A new approach using DDS

This is a guest post by André who has come up with a novel approach using Direct Digital Synthesis of the chroma signal. The circuit is relatively simple and uses few components. It’s early days, but he’s already achieved promising results. Take a look at how he does it!

DDS prototype

This is a report of my attempt at creating a simple, low component overlay system with colour, for use in remote controlled vehicles, in an attempt to change the current go to hardware for doing video overlay, namely the character only monochrome Max OSD chip.

After much research and discussion with fellow Batperson from the WekaOSD blog I set out to devise a solution for colour overlay that uses the smallest number of components possible.

In the first part of the project I set out to create a monochrome OSD using the DSPIC33CK, as it is the MCU that I’m most comfortable with, despite the buggy IDE, because of the sheer number of peripherals it has:  comparators with DAC references, timers, capture and compare modules, ADC@3.5MSPS. That way I could integrate as many analog blocks as possible, avoiding noise issues and lowering part count. It is also a 100MIPS MCU, the majority of the instructions are single cycle, and interrupt latency is fixed if you obey some restrictions.

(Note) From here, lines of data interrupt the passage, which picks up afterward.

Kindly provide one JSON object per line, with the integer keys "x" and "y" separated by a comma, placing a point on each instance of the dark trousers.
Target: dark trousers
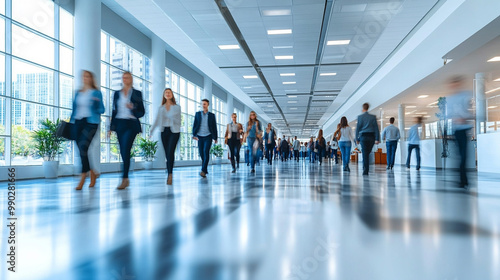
{"x": 461, "y": 138}
{"x": 234, "y": 149}
{"x": 126, "y": 136}
{"x": 84, "y": 134}
{"x": 367, "y": 140}
{"x": 169, "y": 141}
{"x": 204, "y": 145}
{"x": 269, "y": 153}
{"x": 417, "y": 150}
{"x": 391, "y": 152}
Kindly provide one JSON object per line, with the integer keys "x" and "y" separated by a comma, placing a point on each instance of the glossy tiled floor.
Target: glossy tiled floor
{"x": 288, "y": 221}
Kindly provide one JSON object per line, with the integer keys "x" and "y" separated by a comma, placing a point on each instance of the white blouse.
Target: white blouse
{"x": 168, "y": 118}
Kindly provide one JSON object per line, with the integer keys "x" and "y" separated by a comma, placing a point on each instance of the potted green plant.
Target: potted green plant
{"x": 148, "y": 150}
{"x": 48, "y": 146}
{"x": 217, "y": 151}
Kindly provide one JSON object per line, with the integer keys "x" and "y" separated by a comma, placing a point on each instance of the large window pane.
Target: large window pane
{"x": 2, "y": 75}
{"x": 37, "y": 14}
{"x": 66, "y": 60}
{"x": 65, "y": 27}
{"x": 26, "y": 118}
{"x": 66, "y": 91}
{"x": 32, "y": 83}
{"x": 32, "y": 47}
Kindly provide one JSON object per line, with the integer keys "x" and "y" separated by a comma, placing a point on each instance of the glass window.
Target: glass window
{"x": 33, "y": 83}
{"x": 37, "y": 14}
{"x": 66, "y": 60}
{"x": 66, "y": 27}
{"x": 65, "y": 91}
{"x": 32, "y": 47}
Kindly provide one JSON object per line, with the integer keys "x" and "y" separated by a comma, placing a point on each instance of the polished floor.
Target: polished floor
{"x": 289, "y": 221}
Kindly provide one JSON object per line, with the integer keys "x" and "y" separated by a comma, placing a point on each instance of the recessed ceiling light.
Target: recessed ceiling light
{"x": 229, "y": 47}
{"x": 284, "y": 12}
{"x": 494, "y": 59}
{"x": 328, "y": 74}
{"x": 338, "y": 42}
{"x": 283, "y": 57}
{"x": 279, "y": 31}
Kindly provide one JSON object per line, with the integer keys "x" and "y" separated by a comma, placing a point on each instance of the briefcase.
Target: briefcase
{"x": 66, "y": 130}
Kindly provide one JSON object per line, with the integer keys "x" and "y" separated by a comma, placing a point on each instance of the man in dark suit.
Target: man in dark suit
{"x": 368, "y": 134}
{"x": 128, "y": 107}
{"x": 204, "y": 131}
{"x": 270, "y": 142}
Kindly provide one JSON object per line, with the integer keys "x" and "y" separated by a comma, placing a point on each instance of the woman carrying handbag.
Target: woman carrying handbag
{"x": 86, "y": 116}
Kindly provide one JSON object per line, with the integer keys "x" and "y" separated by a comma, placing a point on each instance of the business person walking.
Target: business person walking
{"x": 368, "y": 134}
{"x": 391, "y": 136}
{"x": 204, "y": 131}
{"x": 86, "y": 115}
{"x": 168, "y": 120}
{"x": 128, "y": 107}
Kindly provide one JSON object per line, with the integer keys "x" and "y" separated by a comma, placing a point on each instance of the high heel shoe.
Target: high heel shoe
{"x": 82, "y": 181}
{"x": 124, "y": 184}
{"x": 93, "y": 178}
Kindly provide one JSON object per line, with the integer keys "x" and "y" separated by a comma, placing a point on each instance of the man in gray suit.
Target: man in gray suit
{"x": 367, "y": 133}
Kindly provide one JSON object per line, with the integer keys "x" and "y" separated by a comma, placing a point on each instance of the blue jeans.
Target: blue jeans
{"x": 410, "y": 148}
{"x": 345, "y": 151}
{"x": 253, "y": 154}
{"x": 391, "y": 152}
{"x": 204, "y": 145}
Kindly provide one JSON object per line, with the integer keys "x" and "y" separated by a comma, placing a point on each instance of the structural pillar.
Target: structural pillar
{"x": 158, "y": 75}
{"x": 481, "y": 111}
{"x": 87, "y": 56}
{"x": 401, "y": 121}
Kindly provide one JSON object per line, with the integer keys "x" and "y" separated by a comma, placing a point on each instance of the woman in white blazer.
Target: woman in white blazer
{"x": 168, "y": 120}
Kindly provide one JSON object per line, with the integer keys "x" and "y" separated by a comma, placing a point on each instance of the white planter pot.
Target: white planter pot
{"x": 148, "y": 165}
{"x": 132, "y": 164}
{"x": 50, "y": 169}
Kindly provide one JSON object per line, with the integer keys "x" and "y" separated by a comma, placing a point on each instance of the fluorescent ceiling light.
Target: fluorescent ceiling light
{"x": 494, "y": 59}
{"x": 493, "y": 90}
{"x": 229, "y": 47}
{"x": 284, "y": 12}
{"x": 338, "y": 42}
{"x": 279, "y": 31}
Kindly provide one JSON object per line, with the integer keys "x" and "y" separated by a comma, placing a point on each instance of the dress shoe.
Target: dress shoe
{"x": 124, "y": 184}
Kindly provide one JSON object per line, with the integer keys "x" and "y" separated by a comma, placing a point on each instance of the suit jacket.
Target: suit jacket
{"x": 138, "y": 110}
{"x": 212, "y": 125}
{"x": 273, "y": 140}
{"x": 97, "y": 108}
{"x": 367, "y": 123}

For sync detection I used an internal comparator fed by the video signal, where the reference voltage was controlled by the comparator dedicated DAC, to separate any unwanted signals the comparator input would present on the video feed. I used a solution inspired by the schematic of Dennis Frie’s DIY OSD. The diode is a standard 1N4148.


For rendering I chose an analog switch, namely the SN74LVC1G3157 SOT-23 (SPDT) single channel with  typical frequency of 340 MHz, connected in such a way that in case of MCU malfunction the video feed would pass on via the normally closed input. Rendering is made by an MCU pin on the normally open input. This input receives 3.3 volts via a 330 ohms resistor to create a signal above 0.3v which gave me a nice dark grey overlay. (Voltage divider with the 75 ohm termination resistor inside a monitor).

Then came the daunting task of generating colour, and here I made some bold assumptions. Simply put, my idea was to generate a 3.579545 MHz waveform using a frequency generator, and try to synchronize this to the detected chroma burst in an interrupt. In this way I would have a chroma signal in sync with the video feed, circumventing the need for phase-frequency lock using obsolete parts or a multiple chip solution. So I set out to find a frequency generator chip that was both small and  required only clock input from the MCU and some type of control SPI or I2C.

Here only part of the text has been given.